I would be interested in anyone else’s recommendations either for individual podcasters or for sites that help you find the best ones. It will be interesting to see whether podcasting gets to be as big a phenomenon as blogging. Speaking seems to be a more ‘natural’ way of communicating with people than typing does but it turns out that making something that people will actually want to listen to is even more difficult than writing something because editing audio is a lot harder to do…


  1. Podcasts I listen to a lot: MacCast, APM’s Future Tense (nice and short), this WEEK in TECH (twit), and Slacker Astronomy.

    Comment by Reid — 8 August 2005 @ 2:19 pm

  2. This is one of the biggest problems for all of us interested in finding new podcasts. The lists hosted by the likes of iTunes and podcastalley are useful but limited. I don’t care to listen to more than one or two tech or big-media casts. The problem is not so much one of quality but taste. We need better categorisation but any list that depends on numbers alone is flawed (what do I care that millions of people get suckered by a stupid frog!?).
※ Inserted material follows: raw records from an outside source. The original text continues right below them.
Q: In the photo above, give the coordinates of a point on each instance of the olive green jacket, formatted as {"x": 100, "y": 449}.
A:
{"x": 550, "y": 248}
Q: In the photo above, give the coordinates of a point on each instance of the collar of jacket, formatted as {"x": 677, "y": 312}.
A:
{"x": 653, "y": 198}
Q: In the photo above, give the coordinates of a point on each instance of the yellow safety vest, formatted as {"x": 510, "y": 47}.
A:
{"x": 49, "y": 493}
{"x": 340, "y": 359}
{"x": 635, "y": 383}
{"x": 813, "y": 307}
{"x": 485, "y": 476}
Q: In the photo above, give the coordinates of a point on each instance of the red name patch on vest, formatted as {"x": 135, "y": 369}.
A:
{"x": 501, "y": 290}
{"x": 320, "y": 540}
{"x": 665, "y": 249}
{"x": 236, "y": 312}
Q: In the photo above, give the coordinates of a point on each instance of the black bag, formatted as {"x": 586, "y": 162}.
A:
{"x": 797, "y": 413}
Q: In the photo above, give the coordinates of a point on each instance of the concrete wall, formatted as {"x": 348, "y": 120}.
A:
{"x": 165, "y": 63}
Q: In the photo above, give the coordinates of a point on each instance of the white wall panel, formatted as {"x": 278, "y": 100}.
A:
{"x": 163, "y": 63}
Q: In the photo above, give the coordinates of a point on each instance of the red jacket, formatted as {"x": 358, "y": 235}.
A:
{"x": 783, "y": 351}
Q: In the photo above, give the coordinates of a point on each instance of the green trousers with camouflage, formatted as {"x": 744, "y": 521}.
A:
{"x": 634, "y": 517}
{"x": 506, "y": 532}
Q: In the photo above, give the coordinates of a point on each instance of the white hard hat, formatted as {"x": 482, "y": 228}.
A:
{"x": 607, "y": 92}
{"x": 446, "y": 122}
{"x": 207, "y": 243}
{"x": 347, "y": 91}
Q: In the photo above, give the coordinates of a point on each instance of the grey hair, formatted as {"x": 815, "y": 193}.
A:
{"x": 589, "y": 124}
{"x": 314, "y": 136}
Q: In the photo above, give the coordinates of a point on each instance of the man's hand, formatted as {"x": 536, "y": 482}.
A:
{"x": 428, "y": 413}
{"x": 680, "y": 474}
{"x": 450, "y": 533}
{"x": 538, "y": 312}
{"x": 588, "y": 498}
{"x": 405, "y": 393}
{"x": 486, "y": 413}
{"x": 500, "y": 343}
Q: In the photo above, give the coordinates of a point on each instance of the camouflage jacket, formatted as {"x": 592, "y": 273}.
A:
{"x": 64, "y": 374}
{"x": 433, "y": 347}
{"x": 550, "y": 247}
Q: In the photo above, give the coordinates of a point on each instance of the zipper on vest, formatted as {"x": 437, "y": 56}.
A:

If you are big to begin with, you’re likely to hit the top layer and stay there. For now, word of mouth is our best hope – so your question is spot-on. It’s exactly what we should be asking each other. We should also try to help those people who cast something we like by actively spreading the word.

    To that end:

    I love Escape Pod too. The Seanachai is brilliant (a storyteller telling his own stories).
    In the same vein there are a number of good audiobooks out there and the embryonic podiobooks.com hopes to become a future portal for authors podcasting their novels (disclaimer – I am the author of Tom Corven).
    I enjoy the Tartanpodcast (a music show) and have just found a little known storyteller who tells her own cute tales at ‘Story’ Cast (by Elizabeth Rose).

    It’s pretty crass but unfortunately until this is sorted out, we should also try to vote for the casts we like, in order to push them up the list. This way we become active participants in the game, changing the nature of culture instead of just accepting what is pushed at us.


    Comment by Paul Story — 8 August 2005 @ 6:38 pm

  3. While you do make the point of audio being more difficult to edit, I have a whole different issue with them. I simply don’t have the attention span of plus +5 minutes to listen (not interactively listen at that), unless we’re talking about Led Zeppelin. Further, very often the point a podcast can be lost somewhere, the idea gets diluted unless the person who is talking is extremely articulate, or it is a dialogue that one is listening to.

    One the other hand, I see podcasts as one more way of increasing accessibility on the internet.

    There are some interesting pod-casts on GlobalVoices (http://globalvoicesonline.org). (No, this is not link propagation, even if I write there!)

    Comment by neha — 10 August 2005 @ 3:04 pm

  4. Thanks for the link, Neha. I see your point about having to have the attention span for audio but I don’t see it as being too much of a problem because I tend to use audio alongside other activities (cycling, cleaning house) so the time they ‘use’ could not be used for anything else anyway.

    Comment by David Brake — 10 August 2005 @ 3:51 pm

  5. Hey David, couldn’t help noticing your affection for (1) Resonance FM, (2) cycling and (3) podcasts.

    Maybe you’d be interested in the show i present on Resonance: The Bike Show. We podcast too, the feed is here:


    The blog is:


    Happy listening!


    Comment by Jack — 22 September 2005 @ 6:03 pm

  6. “But I’m still finding it hard to find anything much out there I want to listen to – I haven’t found a good trusted source to guide me through the profusion of sources out there.”
    WOW! I’m glad I’ve bumped into your blog/topic straight away!! I’ve only started looking for good quality book reviews, and I’ve realised it’s a jungle out there… plus I need to keep listening to spoken english to keep me up to date.
    Your suggestions are a good starting point, but if you have any specific drifts, please share!!